Sur un sobre air de guitare, SZA dévoile sa mélancolie et ses regrets face à la perte d’un ancien amant, dont elle se rend compte, après-coup, de la valeur. Une nostalgie pesante qui se traduit par le filtre noir et blanc donnant un effet passé au visuel, à l’image de la relation qu’elle décrit tout au long du morceau, et de l’album dans sa globalité.

TEENAGE BED – LA VIOLENCE

Teenage Bed s’apprête enfin à franchir le pas du premier album. Grand Val est attendu pour le mois d’avril prochain et se dévoile cette semaine avec un premier extrait, La Violence.

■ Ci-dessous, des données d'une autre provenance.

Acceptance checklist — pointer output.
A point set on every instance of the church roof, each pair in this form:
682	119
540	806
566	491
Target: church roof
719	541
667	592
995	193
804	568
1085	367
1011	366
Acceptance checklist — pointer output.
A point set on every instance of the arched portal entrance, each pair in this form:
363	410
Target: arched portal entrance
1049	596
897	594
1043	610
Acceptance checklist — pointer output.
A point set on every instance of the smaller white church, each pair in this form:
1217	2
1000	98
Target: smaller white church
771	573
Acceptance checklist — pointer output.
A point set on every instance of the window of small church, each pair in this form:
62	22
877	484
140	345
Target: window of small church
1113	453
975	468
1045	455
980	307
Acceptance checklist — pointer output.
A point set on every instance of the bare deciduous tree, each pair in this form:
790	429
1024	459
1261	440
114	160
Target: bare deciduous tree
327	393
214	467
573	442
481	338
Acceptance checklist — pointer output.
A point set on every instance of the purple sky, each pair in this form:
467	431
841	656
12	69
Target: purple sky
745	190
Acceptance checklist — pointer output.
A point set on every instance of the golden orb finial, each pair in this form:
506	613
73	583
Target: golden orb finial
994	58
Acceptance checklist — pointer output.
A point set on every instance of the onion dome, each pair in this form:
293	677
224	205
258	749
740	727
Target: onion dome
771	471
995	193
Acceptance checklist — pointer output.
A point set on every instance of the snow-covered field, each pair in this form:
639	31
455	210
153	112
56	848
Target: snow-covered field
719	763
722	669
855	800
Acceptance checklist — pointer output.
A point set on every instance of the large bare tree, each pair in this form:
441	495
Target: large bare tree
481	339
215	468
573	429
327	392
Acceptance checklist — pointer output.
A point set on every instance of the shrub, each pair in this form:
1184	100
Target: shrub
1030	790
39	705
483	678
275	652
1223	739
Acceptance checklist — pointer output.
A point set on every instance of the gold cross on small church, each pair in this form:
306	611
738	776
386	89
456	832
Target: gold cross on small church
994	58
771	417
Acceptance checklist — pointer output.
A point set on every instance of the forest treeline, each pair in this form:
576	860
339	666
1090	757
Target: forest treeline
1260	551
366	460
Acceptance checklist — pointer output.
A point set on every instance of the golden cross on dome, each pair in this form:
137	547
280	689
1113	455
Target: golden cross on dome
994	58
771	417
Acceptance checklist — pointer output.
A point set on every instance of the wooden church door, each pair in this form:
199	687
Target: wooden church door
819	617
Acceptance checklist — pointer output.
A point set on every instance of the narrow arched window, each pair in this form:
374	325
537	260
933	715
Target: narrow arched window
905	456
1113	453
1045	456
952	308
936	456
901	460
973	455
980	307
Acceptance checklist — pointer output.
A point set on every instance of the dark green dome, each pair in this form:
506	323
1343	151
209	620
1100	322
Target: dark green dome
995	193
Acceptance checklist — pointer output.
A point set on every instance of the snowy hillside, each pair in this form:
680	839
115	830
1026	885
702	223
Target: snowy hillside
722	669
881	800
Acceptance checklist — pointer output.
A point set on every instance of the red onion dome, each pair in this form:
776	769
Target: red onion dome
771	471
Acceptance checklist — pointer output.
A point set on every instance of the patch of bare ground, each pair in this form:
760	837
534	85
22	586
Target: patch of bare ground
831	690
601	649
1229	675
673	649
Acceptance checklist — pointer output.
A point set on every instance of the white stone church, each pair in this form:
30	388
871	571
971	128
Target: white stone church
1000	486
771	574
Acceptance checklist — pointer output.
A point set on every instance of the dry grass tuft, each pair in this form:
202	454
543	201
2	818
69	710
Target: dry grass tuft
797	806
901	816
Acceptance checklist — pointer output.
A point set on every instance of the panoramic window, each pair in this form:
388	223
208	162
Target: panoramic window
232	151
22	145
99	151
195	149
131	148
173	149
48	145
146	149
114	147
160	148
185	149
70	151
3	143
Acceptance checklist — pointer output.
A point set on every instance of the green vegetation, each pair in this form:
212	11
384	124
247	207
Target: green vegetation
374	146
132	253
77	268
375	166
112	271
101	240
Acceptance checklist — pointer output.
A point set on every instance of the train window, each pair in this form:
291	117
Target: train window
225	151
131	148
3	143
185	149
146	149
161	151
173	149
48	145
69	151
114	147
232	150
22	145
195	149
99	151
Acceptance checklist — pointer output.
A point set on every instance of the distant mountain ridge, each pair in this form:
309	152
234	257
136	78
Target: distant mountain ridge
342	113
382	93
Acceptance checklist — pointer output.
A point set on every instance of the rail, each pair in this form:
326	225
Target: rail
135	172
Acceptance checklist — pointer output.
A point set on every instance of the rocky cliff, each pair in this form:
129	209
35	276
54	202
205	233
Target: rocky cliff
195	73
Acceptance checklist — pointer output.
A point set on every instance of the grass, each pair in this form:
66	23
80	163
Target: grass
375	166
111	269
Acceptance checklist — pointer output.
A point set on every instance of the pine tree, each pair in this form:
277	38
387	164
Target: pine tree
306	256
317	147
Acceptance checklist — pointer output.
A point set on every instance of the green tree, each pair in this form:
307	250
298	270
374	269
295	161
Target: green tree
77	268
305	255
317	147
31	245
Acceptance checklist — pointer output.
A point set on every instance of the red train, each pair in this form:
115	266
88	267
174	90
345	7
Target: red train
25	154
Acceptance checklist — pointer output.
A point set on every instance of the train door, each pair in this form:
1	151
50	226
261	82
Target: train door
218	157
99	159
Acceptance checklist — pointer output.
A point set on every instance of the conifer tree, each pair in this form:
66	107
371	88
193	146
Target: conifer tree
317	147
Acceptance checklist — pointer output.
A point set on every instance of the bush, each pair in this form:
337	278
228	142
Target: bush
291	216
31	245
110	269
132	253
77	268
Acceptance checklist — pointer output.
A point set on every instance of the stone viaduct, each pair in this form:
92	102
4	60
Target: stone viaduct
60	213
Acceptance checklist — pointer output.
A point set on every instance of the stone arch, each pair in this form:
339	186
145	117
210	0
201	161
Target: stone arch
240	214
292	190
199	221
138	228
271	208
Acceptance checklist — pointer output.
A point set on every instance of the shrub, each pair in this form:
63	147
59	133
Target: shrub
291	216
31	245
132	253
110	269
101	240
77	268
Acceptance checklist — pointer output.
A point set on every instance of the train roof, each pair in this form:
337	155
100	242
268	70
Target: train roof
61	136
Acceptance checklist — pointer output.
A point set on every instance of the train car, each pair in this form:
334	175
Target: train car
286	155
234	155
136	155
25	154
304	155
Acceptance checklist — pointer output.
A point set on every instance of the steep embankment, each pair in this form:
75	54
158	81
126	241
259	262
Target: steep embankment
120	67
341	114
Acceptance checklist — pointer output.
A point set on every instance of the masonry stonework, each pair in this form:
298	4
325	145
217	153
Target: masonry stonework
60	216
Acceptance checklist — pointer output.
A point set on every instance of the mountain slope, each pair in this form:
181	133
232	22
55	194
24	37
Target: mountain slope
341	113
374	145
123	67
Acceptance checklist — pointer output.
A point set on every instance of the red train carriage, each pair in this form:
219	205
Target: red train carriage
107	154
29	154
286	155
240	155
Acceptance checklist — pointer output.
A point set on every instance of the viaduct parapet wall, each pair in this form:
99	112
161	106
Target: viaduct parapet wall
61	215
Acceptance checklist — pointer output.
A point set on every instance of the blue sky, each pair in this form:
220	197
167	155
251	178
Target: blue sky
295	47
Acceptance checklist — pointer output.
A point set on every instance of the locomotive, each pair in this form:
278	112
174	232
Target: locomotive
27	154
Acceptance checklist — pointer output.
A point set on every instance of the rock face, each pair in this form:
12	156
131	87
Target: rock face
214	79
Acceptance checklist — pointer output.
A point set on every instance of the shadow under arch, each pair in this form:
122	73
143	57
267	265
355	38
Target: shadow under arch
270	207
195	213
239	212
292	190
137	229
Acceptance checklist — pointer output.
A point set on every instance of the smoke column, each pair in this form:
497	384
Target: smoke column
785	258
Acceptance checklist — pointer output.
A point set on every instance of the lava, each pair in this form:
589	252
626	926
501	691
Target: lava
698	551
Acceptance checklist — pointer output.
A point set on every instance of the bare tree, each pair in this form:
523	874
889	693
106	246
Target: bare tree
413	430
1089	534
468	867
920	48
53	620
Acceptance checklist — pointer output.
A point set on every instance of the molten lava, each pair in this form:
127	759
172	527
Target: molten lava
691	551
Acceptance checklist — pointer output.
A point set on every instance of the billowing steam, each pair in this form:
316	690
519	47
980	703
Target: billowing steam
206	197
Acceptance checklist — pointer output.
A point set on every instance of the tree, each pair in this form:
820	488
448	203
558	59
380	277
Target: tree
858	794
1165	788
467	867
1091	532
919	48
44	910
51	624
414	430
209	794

Si le garçon se pose en chantre français d’une folk-pop lo-fi du plus bel effet, il n’avait jamais franchi jusqu’ici le pas du chant en français. C’est désormais chose faite avec ce morceau qui prouve que la poésie et la sincérité du garçon de Lorient se joue bien des langues. Un concentré d’émotions brutes et sauvages qu’il nous envoie en pleine face, de cette voix toujours sur la ligne, portée par des arrangements qui nous bercent, dans une danse pleine d’humanité et d’amour, pour le meilleur et pour le pire.

Pour accompagner le morceau, Elena Galeeva, Rym Esseghaier et Nathan optent pour une réalisation de plans réels passés à la moulinette de l’animation. Le résultant est à la fois bluffant et étrange, donnant au tout un côté presque onirique qui n’est pas sans rappeler l’excellent A Scanner Darkly ou Valse Avec Bachir.

Theodora & Jeez Suave – Le paradis se trouve dans le 93

C’est toujours bien épaulé par le producteur Jeez Suave que la pétillante Théodora vient nous stimuler avec son nouveau titre : Le paradis se trouve dans le 93

Le département de Seine-Saint-Denis est trop souvent mis en avant pour les mauvaises raisons ; la rappeuse décide d’inverser la tendance dans son nouveau single, en y montrant également ses bons côtés. En sous-texte, elle y glisse, avec légèreté mais raison, la divergence de moyens entre le 93 et le centre-ville de la capitale. 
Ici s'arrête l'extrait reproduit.